Last week, I took a job because I liked the smell.

The job is at a nonprofit housed in one of the slightly decrepit buildings on Prospect Street, whose steps were lined, when I went for my interview, with pulpy piles of what must have been the first fallen leaves of the season. They smelled rich, that perfect blend of crisp and slightly rotten that only comes from red leaves breathing their last on the sidewalk. Far up Prospect, in the hush beyond the hustle of cars and construction, it smelled like autumn in the suburbs, and although I liked the interview it was the instinctual association that led me take the job.

Fall is my favorite season, and given that there are only four to choose from, I’m hardly the only one. I tell myself it’s because it reminds me of the essence of home, of childhood, of everything, but I don’t know why. It’s never been a particularly special season in my daily life. I always loved jumping in the leaves and disliked going on hikes with my parents, as much as I loved and loathed swimming and nature walks in the summer. I’ve only been apple picking, that seminal autumn activity, once in my entire life. School was always fun to start, but after a few weeks it became a big marsh of homework until Thanksgiving.

What the season is, really, is a long slide (a fall, you could say) into winter and all its malaise. Many of the things I like about fall — taking scarves and snow boots out of the attic, buying pens and pencils in anticipation of the beginning of classes — are preparations to face winter. Even apple-picking, the most innocuous of Saturday afternoon rituals, is a miniature harvest season, a gathering of goods to sustain oneself through the winter. Everything about fall is tinged with its proximity to winter, just a harbinger of things to come: the last sightings of grass on the ground, the last days of warm sun before months of gray, the last plants in the garden finally coming into their own.

Now, grown-up to some extent, I still feel connected to fall. The smell of the crushed leaves as I climb the steps to work in the morning reminds me of the best and most important parts of myself, even if I’m not sure what they are. During fall, I feel more myself than at any other time — at least, more like the self I want to be.
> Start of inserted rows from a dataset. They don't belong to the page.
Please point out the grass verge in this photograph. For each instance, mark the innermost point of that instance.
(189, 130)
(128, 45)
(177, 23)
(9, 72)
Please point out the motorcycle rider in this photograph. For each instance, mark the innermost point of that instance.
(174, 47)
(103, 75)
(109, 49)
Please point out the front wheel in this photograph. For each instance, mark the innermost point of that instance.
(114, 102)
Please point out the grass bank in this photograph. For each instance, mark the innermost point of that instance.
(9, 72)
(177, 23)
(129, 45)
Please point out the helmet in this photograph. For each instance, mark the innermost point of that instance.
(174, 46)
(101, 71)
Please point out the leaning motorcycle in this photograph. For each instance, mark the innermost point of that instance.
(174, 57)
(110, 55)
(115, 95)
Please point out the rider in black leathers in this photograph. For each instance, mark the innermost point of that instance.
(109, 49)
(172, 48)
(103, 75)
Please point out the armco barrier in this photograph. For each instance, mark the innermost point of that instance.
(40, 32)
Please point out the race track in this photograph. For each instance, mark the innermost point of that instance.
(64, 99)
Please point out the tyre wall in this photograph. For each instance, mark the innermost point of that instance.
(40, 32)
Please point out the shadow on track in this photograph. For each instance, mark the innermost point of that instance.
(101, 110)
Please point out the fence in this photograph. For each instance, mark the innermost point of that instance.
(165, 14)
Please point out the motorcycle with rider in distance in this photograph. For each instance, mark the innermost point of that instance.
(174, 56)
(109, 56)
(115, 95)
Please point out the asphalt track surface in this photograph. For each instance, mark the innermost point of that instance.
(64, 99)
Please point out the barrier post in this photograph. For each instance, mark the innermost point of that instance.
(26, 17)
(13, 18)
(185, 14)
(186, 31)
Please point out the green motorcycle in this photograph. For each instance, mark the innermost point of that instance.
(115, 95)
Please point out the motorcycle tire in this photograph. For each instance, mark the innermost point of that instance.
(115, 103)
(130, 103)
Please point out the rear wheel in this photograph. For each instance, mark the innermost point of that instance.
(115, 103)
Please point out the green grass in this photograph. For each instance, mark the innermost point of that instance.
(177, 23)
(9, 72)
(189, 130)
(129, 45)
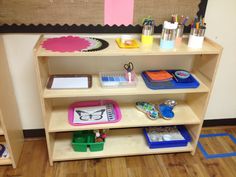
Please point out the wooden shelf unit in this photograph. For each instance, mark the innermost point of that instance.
(190, 111)
(10, 125)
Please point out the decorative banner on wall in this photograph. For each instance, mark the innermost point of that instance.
(118, 12)
(161, 10)
(91, 16)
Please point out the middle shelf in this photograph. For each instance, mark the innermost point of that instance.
(131, 117)
(140, 89)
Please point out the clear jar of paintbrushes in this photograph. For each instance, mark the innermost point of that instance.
(147, 34)
(179, 34)
(196, 37)
(197, 33)
(148, 30)
(168, 35)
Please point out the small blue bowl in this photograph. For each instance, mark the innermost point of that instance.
(182, 74)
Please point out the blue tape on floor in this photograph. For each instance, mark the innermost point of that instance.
(211, 156)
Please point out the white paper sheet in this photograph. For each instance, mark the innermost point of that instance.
(70, 82)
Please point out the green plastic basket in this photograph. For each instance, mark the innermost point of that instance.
(83, 139)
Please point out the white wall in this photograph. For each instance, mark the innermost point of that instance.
(220, 27)
(19, 51)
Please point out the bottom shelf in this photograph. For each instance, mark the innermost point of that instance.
(120, 142)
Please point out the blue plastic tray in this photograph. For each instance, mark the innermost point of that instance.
(169, 84)
(167, 144)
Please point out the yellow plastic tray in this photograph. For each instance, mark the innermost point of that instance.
(134, 44)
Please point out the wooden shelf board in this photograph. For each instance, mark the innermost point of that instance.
(131, 117)
(140, 89)
(5, 161)
(114, 50)
(125, 142)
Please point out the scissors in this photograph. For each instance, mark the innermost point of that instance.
(129, 67)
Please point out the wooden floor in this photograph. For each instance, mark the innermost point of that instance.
(34, 163)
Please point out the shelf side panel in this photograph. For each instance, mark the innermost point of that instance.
(10, 122)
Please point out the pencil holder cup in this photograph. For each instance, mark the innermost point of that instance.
(168, 38)
(147, 34)
(179, 35)
(196, 38)
(168, 35)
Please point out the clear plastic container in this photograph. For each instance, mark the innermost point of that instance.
(196, 38)
(168, 35)
(179, 35)
(116, 79)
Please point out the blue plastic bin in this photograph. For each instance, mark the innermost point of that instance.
(169, 84)
(168, 144)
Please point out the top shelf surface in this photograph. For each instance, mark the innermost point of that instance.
(209, 47)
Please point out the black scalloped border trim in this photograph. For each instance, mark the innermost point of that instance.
(31, 28)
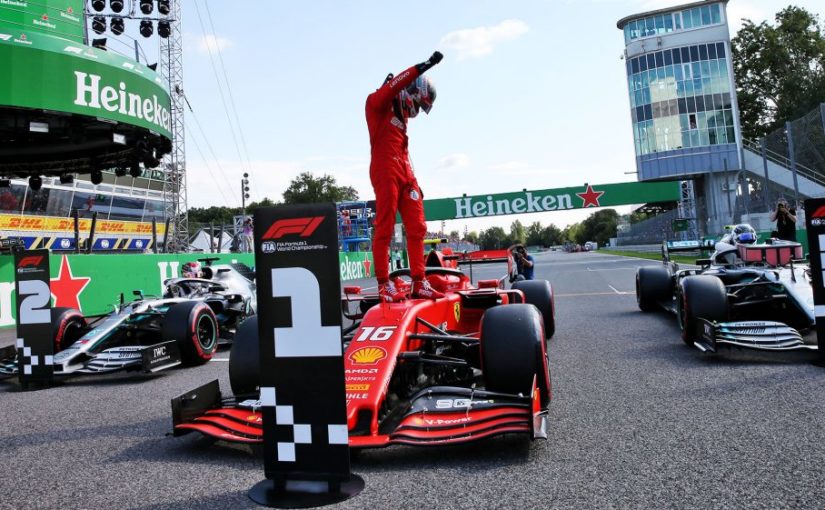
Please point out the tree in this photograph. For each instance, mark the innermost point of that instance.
(308, 189)
(599, 227)
(493, 238)
(535, 235)
(779, 70)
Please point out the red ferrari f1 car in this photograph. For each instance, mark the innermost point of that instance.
(468, 366)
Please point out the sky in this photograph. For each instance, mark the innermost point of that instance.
(531, 94)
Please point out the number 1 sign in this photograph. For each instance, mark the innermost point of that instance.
(306, 439)
(35, 343)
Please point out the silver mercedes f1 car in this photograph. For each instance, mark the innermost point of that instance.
(747, 295)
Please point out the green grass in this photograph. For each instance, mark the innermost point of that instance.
(651, 255)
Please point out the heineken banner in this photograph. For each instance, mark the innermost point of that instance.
(59, 18)
(81, 80)
(577, 197)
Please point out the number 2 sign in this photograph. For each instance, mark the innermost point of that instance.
(35, 345)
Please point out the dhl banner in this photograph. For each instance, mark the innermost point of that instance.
(18, 223)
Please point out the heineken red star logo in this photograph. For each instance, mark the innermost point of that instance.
(590, 198)
(66, 288)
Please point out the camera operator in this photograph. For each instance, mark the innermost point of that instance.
(785, 218)
(524, 261)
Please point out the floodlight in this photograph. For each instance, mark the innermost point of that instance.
(164, 30)
(146, 28)
(116, 26)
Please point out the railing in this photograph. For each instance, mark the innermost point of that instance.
(785, 162)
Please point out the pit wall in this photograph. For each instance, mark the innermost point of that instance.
(93, 283)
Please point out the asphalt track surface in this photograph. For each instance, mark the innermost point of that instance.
(638, 420)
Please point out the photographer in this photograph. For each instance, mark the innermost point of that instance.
(785, 218)
(524, 261)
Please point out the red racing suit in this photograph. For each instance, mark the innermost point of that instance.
(395, 186)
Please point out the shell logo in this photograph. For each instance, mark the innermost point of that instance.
(368, 355)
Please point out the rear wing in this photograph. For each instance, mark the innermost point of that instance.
(703, 245)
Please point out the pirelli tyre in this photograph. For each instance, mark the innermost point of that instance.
(700, 297)
(68, 325)
(513, 351)
(540, 294)
(654, 285)
(194, 326)
(244, 367)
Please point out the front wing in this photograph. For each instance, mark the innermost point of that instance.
(436, 415)
(757, 335)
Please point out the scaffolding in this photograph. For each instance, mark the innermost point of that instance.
(174, 186)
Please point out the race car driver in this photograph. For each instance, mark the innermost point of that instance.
(396, 188)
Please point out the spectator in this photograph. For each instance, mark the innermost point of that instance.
(785, 218)
(524, 261)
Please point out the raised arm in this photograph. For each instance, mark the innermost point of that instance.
(391, 89)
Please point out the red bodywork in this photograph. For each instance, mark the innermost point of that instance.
(384, 339)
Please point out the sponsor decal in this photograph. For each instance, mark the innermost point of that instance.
(368, 355)
(459, 403)
(304, 227)
(589, 197)
(467, 207)
(91, 94)
(66, 288)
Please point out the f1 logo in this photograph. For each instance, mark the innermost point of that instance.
(33, 260)
(306, 337)
(302, 226)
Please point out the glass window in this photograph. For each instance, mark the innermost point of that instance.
(705, 15)
(686, 19)
(650, 27)
(660, 59)
(660, 24)
(696, 16)
(715, 13)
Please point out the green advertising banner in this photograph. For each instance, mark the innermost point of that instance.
(49, 73)
(93, 283)
(355, 265)
(521, 202)
(59, 18)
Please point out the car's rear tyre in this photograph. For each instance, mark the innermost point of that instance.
(700, 297)
(68, 325)
(194, 326)
(540, 294)
(513, 351)
(654, 285)
(244, 364)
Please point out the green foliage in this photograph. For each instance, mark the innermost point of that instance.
(308, 189)
(779, 70)
(517, 233)
(493, 238)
I sit in my desk on Prospect Street, deciphering grant applications, pretending to be a professional for eight hours a week. I’ve never done this before; I’ve never done a lot of things before, and as usual a million worries crowd my mind about what will happen with this job, this year, in a way they just don’t in the summer. But outside the branches droop, laden with yellow leaves, the way they have done every year I’ve been around to watch them. Fall isn’t perfect; it’s always getting harsher, moving toward winter. But, just as I hope to, it walks toward the uncertain future with some measure of grace, enjoying on the way the glorious present.